In the examples discussed above, the generation of a list of combinations includes a limit on the number of cash tokens involved in a transaction. However, in some scenarios, a large number of cash tokens may be added or removed from the cash tray 112. For example, if a compartment 138 is emptied or refilled, a large number of cash tokens may be added at once, from a bag.
The maximum number of tokens in the list of possible combinations may take this into account, and be larger than the maximum number of cash tokens that can be added or removed in any situation.
Alternatively, the PoS system 500 may be arranged to receive a notification (for example through user input) that one or more compartments 138 are being emptied or refilled. This may either temporarily suspend the limit, or suspend the automatic tracking of the content, and instead allow a manual update of the contents.
It should further be noted that the list of generated event combinations may also include combinations that include user errors, for example placing a cash token in the wrong compartment. In this way, errors can be included. Furthermore, if an error is detected as being likely (e.g. the most probable combination), a warning may be provided during the transaction to allow an operator to correct the error.

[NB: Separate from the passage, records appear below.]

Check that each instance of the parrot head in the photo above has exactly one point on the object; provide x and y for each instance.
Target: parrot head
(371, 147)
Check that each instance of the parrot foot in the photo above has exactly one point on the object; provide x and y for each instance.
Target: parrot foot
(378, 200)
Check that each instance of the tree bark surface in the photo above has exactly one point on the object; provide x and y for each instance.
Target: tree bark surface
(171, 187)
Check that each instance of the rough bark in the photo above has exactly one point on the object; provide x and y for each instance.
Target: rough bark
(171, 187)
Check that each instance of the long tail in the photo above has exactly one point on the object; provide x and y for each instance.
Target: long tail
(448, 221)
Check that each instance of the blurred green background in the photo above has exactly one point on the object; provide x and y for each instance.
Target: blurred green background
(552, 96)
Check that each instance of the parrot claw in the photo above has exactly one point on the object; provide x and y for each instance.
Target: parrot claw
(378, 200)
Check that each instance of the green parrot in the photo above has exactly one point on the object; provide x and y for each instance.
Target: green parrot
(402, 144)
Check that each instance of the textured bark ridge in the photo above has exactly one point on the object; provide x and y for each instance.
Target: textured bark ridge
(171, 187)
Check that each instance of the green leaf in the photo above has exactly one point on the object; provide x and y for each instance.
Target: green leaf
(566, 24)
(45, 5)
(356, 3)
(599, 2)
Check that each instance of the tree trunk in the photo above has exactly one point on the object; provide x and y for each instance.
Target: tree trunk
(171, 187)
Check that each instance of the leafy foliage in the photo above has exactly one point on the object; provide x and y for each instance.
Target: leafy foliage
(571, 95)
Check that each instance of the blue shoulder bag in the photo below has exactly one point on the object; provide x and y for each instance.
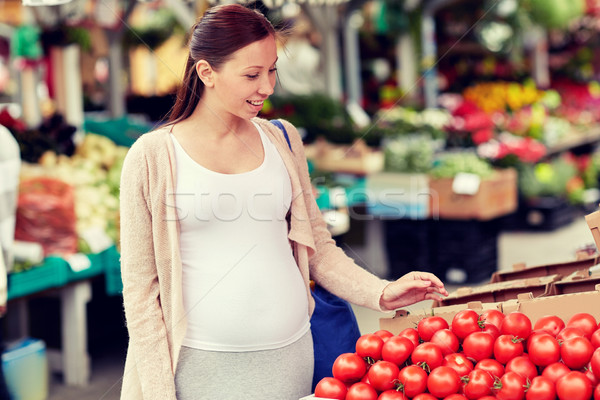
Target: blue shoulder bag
(333, 324)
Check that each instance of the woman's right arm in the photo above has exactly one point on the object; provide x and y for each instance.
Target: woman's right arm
(141, 298)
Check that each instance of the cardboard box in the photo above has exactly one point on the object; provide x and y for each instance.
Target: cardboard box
(403, 319)
(500, 291)
(497, 196)
(563, 306)
(521, 271)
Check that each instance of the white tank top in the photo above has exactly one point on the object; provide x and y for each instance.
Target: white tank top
(242, 289)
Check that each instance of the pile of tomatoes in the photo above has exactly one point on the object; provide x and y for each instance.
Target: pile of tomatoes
(487, 355)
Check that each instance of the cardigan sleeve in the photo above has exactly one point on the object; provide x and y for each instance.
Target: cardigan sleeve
(147, 331)
(329, 265)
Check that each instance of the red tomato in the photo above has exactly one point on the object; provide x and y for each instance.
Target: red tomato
(412, 334)
(568, 333)
(382, 375)
(477, 384)
(428, 355)
(430, 325)
(543, 349)
(507, 347)
(331, 388)
(595, 340)
(541, 388)
(511, 386)
(492, 366)
(574, 386)
(550, 323)
(595, 363)
(349, 367)
(584, 321)
(361, 391)
(392, 395)
(458, 362)
(576, 352)
(517, 324)
(443, 381)
(384, 334)
(523, 366)
(555, 371)
(424, 396)
(397, 349)
(464, 323)
(447, 341)
(413, 380)
(478, 346)
(369, 346)
(493, 317)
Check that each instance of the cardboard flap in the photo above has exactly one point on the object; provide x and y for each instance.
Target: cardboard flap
(519, 266)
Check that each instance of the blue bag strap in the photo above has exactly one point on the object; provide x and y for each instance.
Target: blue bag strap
(279, 124)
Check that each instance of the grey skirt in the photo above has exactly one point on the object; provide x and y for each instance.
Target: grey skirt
(280, 374)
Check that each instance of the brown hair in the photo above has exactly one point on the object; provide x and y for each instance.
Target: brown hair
(220, 32)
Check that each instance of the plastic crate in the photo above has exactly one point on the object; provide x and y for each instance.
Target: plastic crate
(25, 367)
(53, 273)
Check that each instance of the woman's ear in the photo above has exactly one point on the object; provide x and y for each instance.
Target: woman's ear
(205, 72)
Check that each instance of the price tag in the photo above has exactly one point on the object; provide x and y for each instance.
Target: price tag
(78, 262)
(97, 239)
(466, 183)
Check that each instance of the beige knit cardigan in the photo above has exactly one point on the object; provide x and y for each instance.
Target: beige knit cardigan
(151, 264)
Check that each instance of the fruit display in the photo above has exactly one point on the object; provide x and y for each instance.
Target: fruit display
(477, 355)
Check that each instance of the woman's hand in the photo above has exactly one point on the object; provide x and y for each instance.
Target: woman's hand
(411, 288)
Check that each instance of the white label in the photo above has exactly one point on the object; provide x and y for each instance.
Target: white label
(78, 262)
(466, 183)
(97, 239)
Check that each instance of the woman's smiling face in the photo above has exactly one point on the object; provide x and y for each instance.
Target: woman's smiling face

It will be appreciated that the methods discussed above can be implemented with any of the PoS systems 500 discussed. Furthermore, the design of cash drawer 100, including a lid 102c, is by way of example only, and the above system and methods could be implemented with any PoS design (for example with a cash drawer 100 that slides in and out).
Furthermore, the above systems and methods can be implemented with coins and/or notes. Furthermore, the coins and notes may be provided in the same cash tray 112, or in different cash trays 112.
It will be appreciated that the above methods may be performed locally, by the controller 512 of the PoS system 500, or at a central location, or distributed between the two.
The mounts 122, force sensing devices 124 and cash tray 112 are compatible with existing PoS system infrastructure 500 (e.g. the drawer 100 is of standard size), and so existing PoS systems 500 can be upgraded to be as described above.